The intervision model is composed of Nine phases, one of the most important and a pillar of this approach is the Somatic Resonance phase.  Somatic Resonance is a natural  phenomenon in which bodies impact each other at a fundamental energetic level.  

Somatic Resonance is a mutual process, involving the therapist and the client. Just as when the wind blows through trees and they bend, the wood of each tree moans; no matter its size or shape. This is resonance. This is the reverberating somatic duet between therapist and client. Everything happens: empathy, mirroring, attunement, dissonances, transference and countertransference. They both participates the nonverbal, implicit stories of each other. 

D. Seigel speaks of resonance as “the alignment of two autonomous beings into a functional whole as each person influences the internal state of the other. Our heart rates align, breathing becomes in-sync, nonverbal signals emerge in waves that parallel each other… shifts in EEG findings and heart rate variability co-occur … Resonance reveals the deep reality that we are created by the ongoing dance within, between and among us”.  

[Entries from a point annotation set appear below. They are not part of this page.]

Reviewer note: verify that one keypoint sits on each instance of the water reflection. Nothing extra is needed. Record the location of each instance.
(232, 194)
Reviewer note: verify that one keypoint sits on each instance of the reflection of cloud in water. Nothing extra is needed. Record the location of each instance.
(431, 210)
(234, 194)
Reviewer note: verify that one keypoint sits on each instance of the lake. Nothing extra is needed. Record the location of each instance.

We as therapist focused exceedingly on remembering and getting the fact straight by listening to the verbal story with our ears and the analytical brain. This overshadows the feeling and sensation that arise within us. 

The focal point has become the cognitive knowledge, the logical understandings, the concepts and the intelligent answers. Our bodily echoes aren’t heard and our ability to be aware of and respond to others’ nonverbal messages has been lost.    

Through the sensations in our body the client may send us information about his inner world, that they are not ready yet to embody and reveal.

It is essential for us as therapists to restore our full-body ability to resonate, because the body is the main consultant in the therapy room. 

In order to access this information and response we may need too retrain, to learn to listen to and with the whole body and with the heart, by far the strongest resonating organ in the body. 

We spend a lot of time in the Intervision groups paying attention to the many sensations and to our bodily responses to the case presented, allowing the sensations to flow through our bodies and reveal their information. 

As therapists we have been trained not to take in clients’ material, to discern whether our body response is ours or theirs’. To cultivate the awareness of differentiating that our resonances are not our own fantasies, expectations, projections, present sexual frustrations, unresolved professional and personal issues.  More important however is what we do with it.

Through self-reflection, self-awareness, deep work on ourselves and honest exchange with colleagues we can figure that out. Being  finely tuned to our embodied selves  increases our awareness, insight, self-trust and professionallity.